Pyncostola illuminata

Scientific classification
- Kingdom: Animalia
- Phylum: Arthropoda
- Class: Insecta
- Order: Lepidoptera
- Family: Gelechiidae
- Genus: Pyncostola
- Species: P. illuminata
- Binomial name: Pyncostola illuminata (Meyrick, 1913)
- Synonyms: Paltodora illuminata Meyrick, 1913;

= Pyncostola illuminata =

- Authority: (Meyrick, 1913)
- Synonyms: Paltodora illuminata Meyrick, 1913

Species of moth

Pyncostola illuminata is a moth of the family Gelechiidae. It was described by Edward Meyrick in 1913. It is found in South Africa, where it has been recorded from Mpumalanga, KwaZulu-Natal, Gauteng and Limpopo.

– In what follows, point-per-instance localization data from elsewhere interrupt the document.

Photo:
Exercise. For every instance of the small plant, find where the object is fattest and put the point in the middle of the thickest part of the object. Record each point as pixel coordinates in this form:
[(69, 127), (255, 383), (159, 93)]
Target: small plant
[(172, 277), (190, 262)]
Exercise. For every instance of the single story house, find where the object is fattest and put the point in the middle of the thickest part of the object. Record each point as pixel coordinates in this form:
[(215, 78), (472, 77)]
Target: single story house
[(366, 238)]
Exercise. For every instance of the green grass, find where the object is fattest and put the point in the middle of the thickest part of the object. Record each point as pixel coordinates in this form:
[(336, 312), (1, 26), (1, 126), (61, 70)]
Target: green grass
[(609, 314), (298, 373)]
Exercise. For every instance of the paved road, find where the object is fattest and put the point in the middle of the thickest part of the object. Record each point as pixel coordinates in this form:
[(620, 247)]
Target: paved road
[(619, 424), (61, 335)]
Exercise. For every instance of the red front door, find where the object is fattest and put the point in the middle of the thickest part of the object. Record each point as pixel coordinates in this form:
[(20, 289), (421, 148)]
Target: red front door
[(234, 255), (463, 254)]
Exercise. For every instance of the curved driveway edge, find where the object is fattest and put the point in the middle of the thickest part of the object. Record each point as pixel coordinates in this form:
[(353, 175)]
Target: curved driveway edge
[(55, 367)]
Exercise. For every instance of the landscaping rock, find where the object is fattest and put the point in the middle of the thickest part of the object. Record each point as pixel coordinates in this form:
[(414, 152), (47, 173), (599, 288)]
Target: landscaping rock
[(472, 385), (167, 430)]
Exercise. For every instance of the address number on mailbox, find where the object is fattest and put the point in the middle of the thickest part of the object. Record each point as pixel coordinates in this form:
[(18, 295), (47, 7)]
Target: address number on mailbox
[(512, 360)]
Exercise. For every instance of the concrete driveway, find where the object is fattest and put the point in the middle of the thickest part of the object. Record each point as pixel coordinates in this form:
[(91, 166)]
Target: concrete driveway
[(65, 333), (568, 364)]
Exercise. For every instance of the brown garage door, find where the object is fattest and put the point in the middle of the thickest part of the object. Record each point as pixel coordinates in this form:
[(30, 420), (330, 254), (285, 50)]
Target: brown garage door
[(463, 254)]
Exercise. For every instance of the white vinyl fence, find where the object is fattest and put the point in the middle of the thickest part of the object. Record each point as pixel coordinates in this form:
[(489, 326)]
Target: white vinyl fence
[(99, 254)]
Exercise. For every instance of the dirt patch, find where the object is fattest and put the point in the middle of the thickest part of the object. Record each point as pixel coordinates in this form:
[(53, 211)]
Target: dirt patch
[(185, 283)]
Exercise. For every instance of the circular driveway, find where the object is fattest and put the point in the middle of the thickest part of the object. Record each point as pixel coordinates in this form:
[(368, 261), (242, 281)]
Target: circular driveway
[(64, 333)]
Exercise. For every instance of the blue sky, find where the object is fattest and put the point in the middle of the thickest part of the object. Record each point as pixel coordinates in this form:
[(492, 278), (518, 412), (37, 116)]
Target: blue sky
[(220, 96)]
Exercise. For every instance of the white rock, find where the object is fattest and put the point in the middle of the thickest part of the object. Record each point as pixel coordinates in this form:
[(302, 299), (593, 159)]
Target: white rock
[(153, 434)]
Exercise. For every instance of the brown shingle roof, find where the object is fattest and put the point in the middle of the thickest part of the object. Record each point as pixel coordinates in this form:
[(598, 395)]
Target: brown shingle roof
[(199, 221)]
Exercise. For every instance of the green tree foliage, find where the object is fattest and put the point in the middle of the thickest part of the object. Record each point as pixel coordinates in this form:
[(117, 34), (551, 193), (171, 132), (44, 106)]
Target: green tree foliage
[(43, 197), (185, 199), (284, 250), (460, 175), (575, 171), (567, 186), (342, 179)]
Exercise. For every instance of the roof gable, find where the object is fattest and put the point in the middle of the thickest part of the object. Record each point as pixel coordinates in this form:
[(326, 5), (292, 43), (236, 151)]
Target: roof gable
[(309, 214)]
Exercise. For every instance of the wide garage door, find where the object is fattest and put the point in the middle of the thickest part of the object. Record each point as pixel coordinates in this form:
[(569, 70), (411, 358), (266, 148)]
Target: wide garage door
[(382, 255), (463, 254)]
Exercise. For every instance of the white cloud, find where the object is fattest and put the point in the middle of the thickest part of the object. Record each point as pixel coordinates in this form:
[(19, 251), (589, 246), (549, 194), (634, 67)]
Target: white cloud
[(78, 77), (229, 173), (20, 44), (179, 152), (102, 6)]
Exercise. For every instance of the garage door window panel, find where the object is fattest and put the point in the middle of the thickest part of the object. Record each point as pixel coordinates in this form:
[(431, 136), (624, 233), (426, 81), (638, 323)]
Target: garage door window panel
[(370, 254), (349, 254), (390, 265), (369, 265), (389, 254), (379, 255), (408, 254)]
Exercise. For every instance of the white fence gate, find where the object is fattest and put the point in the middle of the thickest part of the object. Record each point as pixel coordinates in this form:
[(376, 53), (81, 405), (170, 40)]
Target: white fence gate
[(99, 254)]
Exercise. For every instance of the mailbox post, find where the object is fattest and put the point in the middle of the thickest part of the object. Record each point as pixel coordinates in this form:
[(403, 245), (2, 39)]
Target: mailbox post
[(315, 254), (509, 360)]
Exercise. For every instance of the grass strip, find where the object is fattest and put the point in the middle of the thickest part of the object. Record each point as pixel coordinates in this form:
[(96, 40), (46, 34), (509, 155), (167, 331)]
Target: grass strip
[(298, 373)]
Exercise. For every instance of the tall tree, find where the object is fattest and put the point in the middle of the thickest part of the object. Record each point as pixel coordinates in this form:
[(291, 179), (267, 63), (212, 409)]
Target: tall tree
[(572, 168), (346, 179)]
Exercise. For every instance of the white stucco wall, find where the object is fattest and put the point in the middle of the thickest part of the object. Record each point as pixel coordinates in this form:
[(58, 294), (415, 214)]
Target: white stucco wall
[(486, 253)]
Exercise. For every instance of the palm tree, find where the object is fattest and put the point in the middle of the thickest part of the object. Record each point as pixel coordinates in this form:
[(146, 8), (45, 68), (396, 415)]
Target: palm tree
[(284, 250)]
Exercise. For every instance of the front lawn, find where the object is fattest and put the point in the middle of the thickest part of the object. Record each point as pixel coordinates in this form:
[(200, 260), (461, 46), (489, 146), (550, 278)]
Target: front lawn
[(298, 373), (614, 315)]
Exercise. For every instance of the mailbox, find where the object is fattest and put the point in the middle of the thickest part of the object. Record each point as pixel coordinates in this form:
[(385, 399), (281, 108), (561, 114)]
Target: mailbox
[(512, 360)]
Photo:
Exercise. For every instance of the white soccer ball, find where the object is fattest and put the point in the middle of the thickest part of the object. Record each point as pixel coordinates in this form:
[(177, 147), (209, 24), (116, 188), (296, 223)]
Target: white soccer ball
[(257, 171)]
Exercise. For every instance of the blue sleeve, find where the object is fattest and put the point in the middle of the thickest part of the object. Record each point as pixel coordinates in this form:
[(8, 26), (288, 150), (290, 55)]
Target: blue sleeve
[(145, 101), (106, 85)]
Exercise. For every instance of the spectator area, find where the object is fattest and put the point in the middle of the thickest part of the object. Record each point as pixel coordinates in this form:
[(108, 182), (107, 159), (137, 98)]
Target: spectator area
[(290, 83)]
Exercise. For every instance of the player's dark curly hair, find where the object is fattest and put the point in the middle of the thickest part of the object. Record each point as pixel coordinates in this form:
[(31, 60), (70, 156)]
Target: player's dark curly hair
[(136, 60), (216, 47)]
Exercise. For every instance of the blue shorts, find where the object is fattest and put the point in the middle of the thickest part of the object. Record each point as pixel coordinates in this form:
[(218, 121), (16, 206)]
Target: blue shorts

The wingspan is 18–21 mm. The forewings are light brownish ochreous, all veins marked with pale greyish-ochreous streaks irrorated (sprinkled) with dark fuscous. There are dark fuscous dots between these streaks beneath the costa at one-fifth and one-third, one on the fold between these, and three representing the stigmata, the plical very obliquely before the first discal. The hindwings are pale ochreous grey.